Parket bij de Hoge Raad, 13-12-2022, ECLI:NL:PHR:2022:1197, 21/01163
Parket bij de Hoge Raad, 13-12-2022, ECLI:NL:PHR:2022:1197, 21/01163
Gegevens
- Instantie
- Parket bij de Hoge Raad
- Datum uitspraak
- 13 december 2022
- Datum publicatie
- 16 december 2022
- Annotator
- ECLI
- ECLI:NL:PHR:2022:1197
- Formele relaties
- Arrest Hoge Raad: ECLI:NL:HR:2023:123
- Zaaknummer
- 21/01163
Inhoudsindicatie
Conclusie AG. Profijtontneming. OM-cassatie. Nihilstelling van de ontnemingsvordering op de grond dat de betrokkene geen voordeel heeft genoten dat afkomstig is van de delicten. De betrokkene werd door zijn cliënten immers betaald ongeacht of hij de aangifte juist of onjuist invulde, aldus het hof. Beschouwingen over de ontneming van 'negatief belang' of 'positief belang', en over de vrijheid van de ontnemingsrechter bij het schatten van het wvv.

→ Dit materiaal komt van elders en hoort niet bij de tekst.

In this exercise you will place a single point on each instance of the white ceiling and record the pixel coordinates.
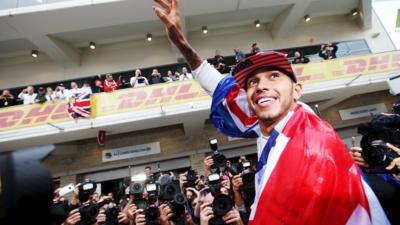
(105, 21)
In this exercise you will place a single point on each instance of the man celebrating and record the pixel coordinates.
(304, 173)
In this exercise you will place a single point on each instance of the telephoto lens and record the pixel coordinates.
(26, 188)
(221, 205)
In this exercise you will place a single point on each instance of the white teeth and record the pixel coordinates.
(264, 100)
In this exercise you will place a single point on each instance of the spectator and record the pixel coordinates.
(138, 80)
(239, 55)
(97, 84)
(6, 99)
(328, 51)
(299, 58)
(156, 77)
(86, 88)
(61, 93)
(170, 77)
(185, 75)
(74, 91)
(122, 83)
(219, 62)
(109, 84)
(147, 171)
(28, 95)
(50, 95)
(41, 96)
(254, 49)
(177, 75)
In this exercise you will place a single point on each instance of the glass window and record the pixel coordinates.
(8, 4)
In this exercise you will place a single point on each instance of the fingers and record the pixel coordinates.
(353, 141)
(174, 4)
(73, 218)
(141, 219)
(163, 17)
(231, 217)
(165, 6)
(394, 148)
(395, 162)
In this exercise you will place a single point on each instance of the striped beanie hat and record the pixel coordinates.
(269, 60)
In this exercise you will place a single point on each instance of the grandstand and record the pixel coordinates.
(172, 118)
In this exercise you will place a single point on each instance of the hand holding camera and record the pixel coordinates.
(355, 153)
(101, 217)
(233, 217)
(206, 213)
(396, 161)
(140, 217)
(165, 214)
(208, 163)
(73, 217)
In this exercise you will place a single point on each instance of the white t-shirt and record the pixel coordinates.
(27, 98)
(135, 83)
(188, 76)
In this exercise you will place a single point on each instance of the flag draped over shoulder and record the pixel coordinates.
(305, 174)
(79, 105)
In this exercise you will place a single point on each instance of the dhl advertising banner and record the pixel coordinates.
(132, 99)
(127, 100)
(102, 104)
(347, 67)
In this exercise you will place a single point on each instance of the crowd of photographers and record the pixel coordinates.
(222, 196)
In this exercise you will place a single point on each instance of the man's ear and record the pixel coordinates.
(298, 91)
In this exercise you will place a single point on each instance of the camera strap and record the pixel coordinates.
(260, 169)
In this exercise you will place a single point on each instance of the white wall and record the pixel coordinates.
(123, 56)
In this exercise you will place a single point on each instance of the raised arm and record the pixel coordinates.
(169, 14)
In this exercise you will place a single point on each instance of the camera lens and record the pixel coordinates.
(222, 204)
(179, 199)
(141, 203)
(152, 213)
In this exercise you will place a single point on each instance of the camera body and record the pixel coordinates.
(218, 158)
(248, 177)
(170, 192)
(222, 203)
(137, 189)
(89, 213)
(111, 216)
(86, 189)
(382, 129)
(191, 178)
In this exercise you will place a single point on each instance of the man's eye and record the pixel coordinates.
(252, 82)
(275, 75)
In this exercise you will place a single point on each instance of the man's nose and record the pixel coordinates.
(263, 86)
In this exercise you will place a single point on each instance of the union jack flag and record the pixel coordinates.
(79, 105)
(305, 174)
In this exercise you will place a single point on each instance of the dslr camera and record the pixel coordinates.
(112, 215)
(222, 203)
(382, 129)
(137, 189)
(218, 158)
(170, 192)
(191, 178)
(248, 188)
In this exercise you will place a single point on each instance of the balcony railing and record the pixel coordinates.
(319, 74)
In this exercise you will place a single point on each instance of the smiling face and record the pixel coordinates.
(271, 95)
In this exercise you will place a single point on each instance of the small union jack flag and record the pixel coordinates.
(79, 105)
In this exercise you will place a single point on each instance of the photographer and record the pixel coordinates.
(386, 186)
(138, 80)
(6, 99)
(328, 51)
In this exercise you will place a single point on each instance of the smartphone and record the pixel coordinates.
(66, 189)
(205, 191)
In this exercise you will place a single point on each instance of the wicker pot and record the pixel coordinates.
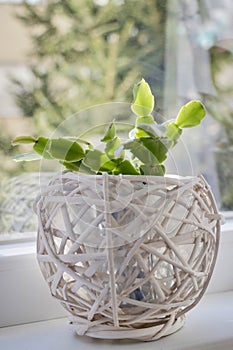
(127, 256)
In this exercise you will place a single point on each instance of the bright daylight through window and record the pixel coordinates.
(61, 58)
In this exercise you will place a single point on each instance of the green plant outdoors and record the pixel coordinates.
(143, 153)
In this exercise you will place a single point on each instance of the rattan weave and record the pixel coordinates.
(127, 256)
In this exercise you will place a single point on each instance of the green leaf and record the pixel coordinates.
(110, 133)
(29, 156)
(95, 160)
(23, 140)
(154, 130)
(190, 115)
(126, 167)
(112, 146)
(78, 167)
(159, 147)
(67, 150)
(141, 152)
(173, 131)
(143, 103)
(157, 170)
(145, 120)
(41, 147)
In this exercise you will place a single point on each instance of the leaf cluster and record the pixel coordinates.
(143, 153)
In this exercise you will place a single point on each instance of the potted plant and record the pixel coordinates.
(126, 249)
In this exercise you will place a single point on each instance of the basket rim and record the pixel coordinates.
(185, 178)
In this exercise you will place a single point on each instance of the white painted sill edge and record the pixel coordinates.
(25, 298)
(209, 326)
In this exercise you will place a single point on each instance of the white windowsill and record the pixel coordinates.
(209, 326)
(42, 323)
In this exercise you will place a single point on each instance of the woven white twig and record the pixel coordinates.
(127, 256)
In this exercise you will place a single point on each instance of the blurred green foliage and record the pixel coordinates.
(88, 52)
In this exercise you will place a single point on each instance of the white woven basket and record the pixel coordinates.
(127, 256)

Conclusie strekt tot verwerping van het beroep.
Conclusie
PROCUREUR-GENERAAL
BIJ DE
HOGE RAAD DER NEDERLANDEN
Nummer21/01163 P
Zitting 13 december 2022
CONCLUSIE
D.J.C. Aben
In de zaak
[betrokkene] ,
geboren te [geboorteplaats] op [geboortedatum] 1950,
hierna: de betrokkene.
Inleiding
1. Het gerechtshof Arnhem-Leeuwarden, zittingsplaats Zwolle, heeft bij arrest van 3 maart 2021 het vonnis waarvan beroep vernietigd en de vordering tot ontneming van wederrechtelijk verkregen voordeel afgewezen.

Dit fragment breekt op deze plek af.